July 3, 2015
Exactly one year ago today, I was diagnosed with thyroid cancer and what a year it’s been. I still think I didn’t need cancer to appreciate life, I was appreciating it very well before that. Nonetheless, it happened, it is now a fact of my life and the pills I take everyday are a reminder of that. The puckered scar on my neck is worse to touch than it is to see, but I force myself to touch the scar sometimes. It is a part of accepting my body. The scar has begun to keloid on one side and the rest of it is sunken, another reminder that I have no thyroid in that space.
I no longer feel the need to live my life by others’ expectations, because I trust myself and I have faith in my values and the way I choose to live my life. I believe that I am a good person and that is enough. That has allowed me to say words that I have kept bottled up within me for so long because of fear of repercussion. Perhaps an example will make that statement more concrete.

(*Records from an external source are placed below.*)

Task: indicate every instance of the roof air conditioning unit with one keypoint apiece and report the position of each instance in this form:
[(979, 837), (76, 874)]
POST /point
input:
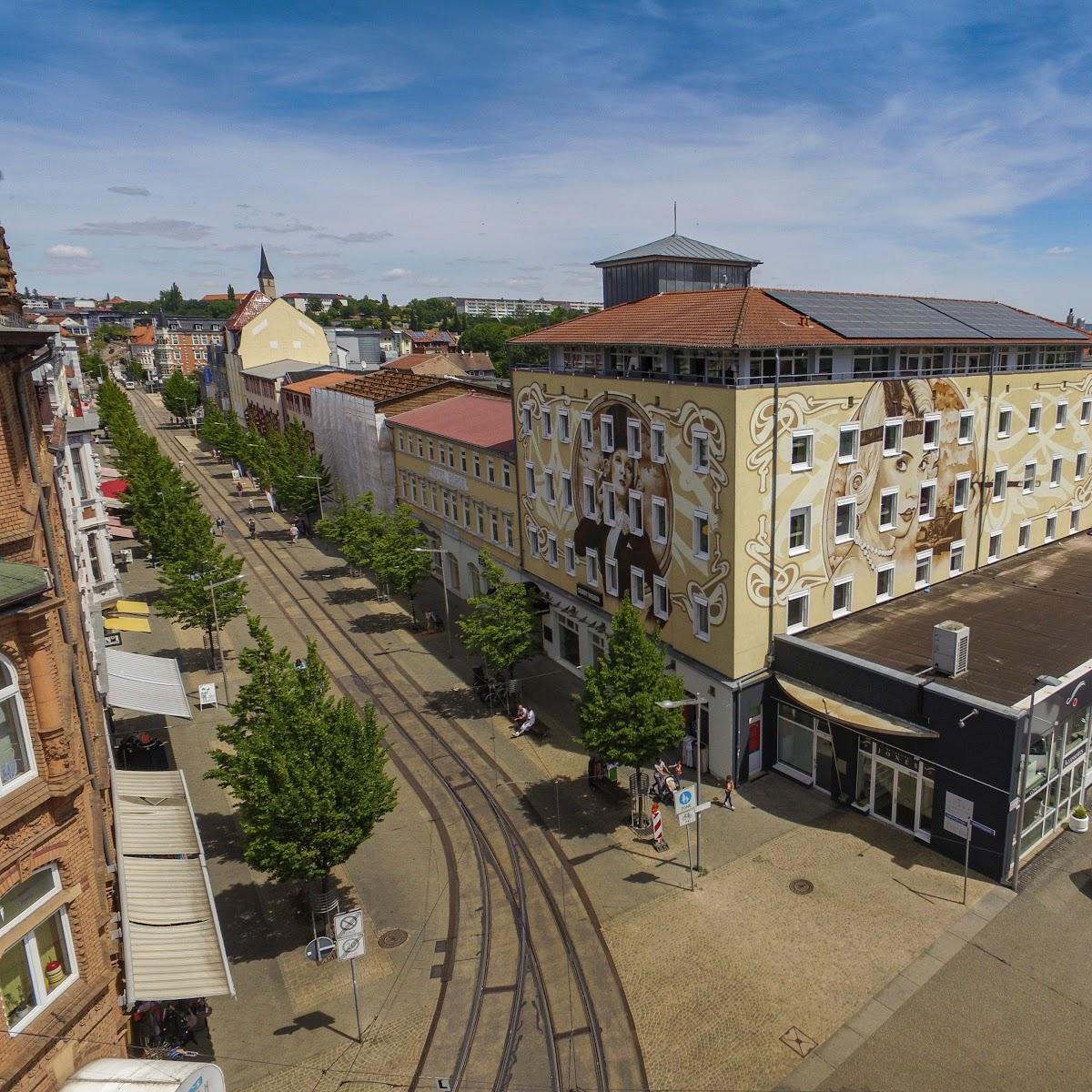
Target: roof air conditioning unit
[(951, 645)]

Yesterday, an article I wrote was published in the online magazine PositiveLite.ca. The article is titled the Queer Muslim Conundrum. Some of you may underestimate what it means for me to have made that article public while others may appreciate the internal struggle I have gone through.
I have lost friends because of my diagnosis and I am learning to accept that. I no longer need to please everyone. It is exhausting and ultimately, futile. The ones who appreciate me are the people I need and want around me. I have learned that family is not only through blood relations. Family are the people who love and support without condition. The ones who show up when things are rough. The ones I can agree to disagree with and still know they want the best for me. In a twisted way, I suppose I am fortunate enough to know who those people are now.
I still miss my old body, but I’m working on making the best of this one. I will need to figure out why my joints are still aching. According to the specialist, one half glass of prune nectar juice a day will solve all my constipation problems. Too bad I don’t much care for the taste of prunes. My mind is getting sharper again. I don’t feel quite back to pre-concussion and cancer me, but I will hone my mind again because it is worth it. It’s been a draining and emotional year but as always, I’m taking it one day at a time.